# Finishing white cedar



## bobbotron (Jan 7, 2010)

I've been making a few small christmas presents with white cedar, and am debating how to clean and finish them. I was set on tung oil - I picked up some pure tung oil from lee valley the other day and tried it out on a test piece. I hadn't sanded the piece beforehand, or washed it with TSP (my usual method of cleaning before applying a finish.) It looked ok, but it gave the piece a slightly yellow tint and was a bit blotchy. I would prefer to use a drying oil, as the presents are candle boxes, which get quite warm. I don't like the idea of heating up a polyurethane finish, and have no experience with lacquer or shellac. I'm also considering trying linseed oil, or applying a stain first, but I was hoping the drying oil would be all the finish needed.

Any suggestions as to what kind of finish I should use, or the best way to prep the wood? I'm almost done the first candle box, I sanded it from 80 to 400 grit sand paper last night, looks great. I hope to get it right the first time!


----------



## crquack (Oct 10, 2008)

I have had encouraging experience with Watco Danish Oil on small pieces. You can put on two coats pretty quickly and it dries overnight.
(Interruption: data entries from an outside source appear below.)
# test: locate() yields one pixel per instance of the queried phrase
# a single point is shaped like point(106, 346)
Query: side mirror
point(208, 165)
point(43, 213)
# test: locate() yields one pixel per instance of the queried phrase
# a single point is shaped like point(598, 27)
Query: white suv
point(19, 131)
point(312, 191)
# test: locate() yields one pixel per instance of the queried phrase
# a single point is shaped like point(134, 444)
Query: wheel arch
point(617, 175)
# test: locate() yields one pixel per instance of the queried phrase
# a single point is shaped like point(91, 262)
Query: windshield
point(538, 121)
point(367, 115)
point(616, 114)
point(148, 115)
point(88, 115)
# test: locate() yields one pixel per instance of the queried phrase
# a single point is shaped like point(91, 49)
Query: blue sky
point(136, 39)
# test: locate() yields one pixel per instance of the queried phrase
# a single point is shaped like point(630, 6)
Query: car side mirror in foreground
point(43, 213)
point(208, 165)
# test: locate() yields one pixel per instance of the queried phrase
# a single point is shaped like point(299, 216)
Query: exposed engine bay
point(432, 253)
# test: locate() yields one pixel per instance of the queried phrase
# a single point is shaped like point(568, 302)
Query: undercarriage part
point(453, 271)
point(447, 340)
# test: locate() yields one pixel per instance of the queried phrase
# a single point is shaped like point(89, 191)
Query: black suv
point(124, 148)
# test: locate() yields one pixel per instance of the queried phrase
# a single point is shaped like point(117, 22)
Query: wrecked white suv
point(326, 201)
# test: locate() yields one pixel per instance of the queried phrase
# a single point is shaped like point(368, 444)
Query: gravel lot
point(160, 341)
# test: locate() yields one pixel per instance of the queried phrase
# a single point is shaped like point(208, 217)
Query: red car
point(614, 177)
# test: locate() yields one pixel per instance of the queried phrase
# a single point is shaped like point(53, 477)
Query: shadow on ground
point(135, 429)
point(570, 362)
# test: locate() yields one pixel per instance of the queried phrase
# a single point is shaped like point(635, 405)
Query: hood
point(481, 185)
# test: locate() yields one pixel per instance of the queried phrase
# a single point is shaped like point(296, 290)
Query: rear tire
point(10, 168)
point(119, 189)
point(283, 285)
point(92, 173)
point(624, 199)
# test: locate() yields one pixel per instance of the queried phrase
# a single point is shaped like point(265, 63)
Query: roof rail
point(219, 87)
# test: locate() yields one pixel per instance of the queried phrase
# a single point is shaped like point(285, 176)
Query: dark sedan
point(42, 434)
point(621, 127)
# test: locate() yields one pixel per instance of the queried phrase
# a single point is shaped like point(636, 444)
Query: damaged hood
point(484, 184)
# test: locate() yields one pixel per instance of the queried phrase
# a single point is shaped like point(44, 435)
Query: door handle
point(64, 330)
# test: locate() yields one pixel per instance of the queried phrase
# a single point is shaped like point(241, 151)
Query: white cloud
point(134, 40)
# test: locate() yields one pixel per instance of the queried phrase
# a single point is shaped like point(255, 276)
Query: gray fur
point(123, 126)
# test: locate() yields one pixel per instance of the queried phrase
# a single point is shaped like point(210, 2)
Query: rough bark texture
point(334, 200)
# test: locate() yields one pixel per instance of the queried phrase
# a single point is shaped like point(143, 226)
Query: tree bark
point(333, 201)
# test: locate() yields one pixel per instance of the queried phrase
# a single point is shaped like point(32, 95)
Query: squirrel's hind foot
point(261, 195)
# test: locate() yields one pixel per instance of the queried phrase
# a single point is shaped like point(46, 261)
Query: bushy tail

Linseed oil takes ages to cure by itself.

BTW I was not aware that there is a concern with polyurethane finishes regarding heat. What is the evidence for this? Spray-on poly is the quickest way to finish though definitely not cheapest.


----------



## bobbotron (Jan 7, 2010)

Thanks for the reply! After some searching today, it appears that poly should be ok with heat, actually better than an oil finish... I have a both oil and water based poly here, I'm going to try both, see how that goes!

Put a second coat of tung on my test piece, it's looking a bit better. I bought some BLO at home depot today, looks like it's even more yellow than the tung.

Interesting about the Watco. If I see some in a shop, I'll pick some up to try out. Still not sure about cleaning - think TSP is still a good call, then I might wipe with mineral spirits.

To be honest, the finish is going to play second fiddle to the glass that will go in the box!


----------



## crquack (Oct 10, 2008)

The base of this sundial is oak with the dark walnut type of Watco Danish. I did not use the natural type first so the end-grain is a bit darker:

Miniature Equatorial Sundial version 14 by crquack on Etsy

This one is oak with red mahogany gel stain and poly spray finish:

Miniature equatorial sundial version 13 by crquack on Etsy

Both pieces were just sanded, no washing, dust blown off with compressed air. I just dunked the piece in the danish oil, left it there for 15 minutes, took it out, left it to dry for about 30 minutes and when it started becoming tacky I wiped off the excess. Then I promptly dunked it again for the second coat and repeated the procedure. Let dry overnight and voila!


----------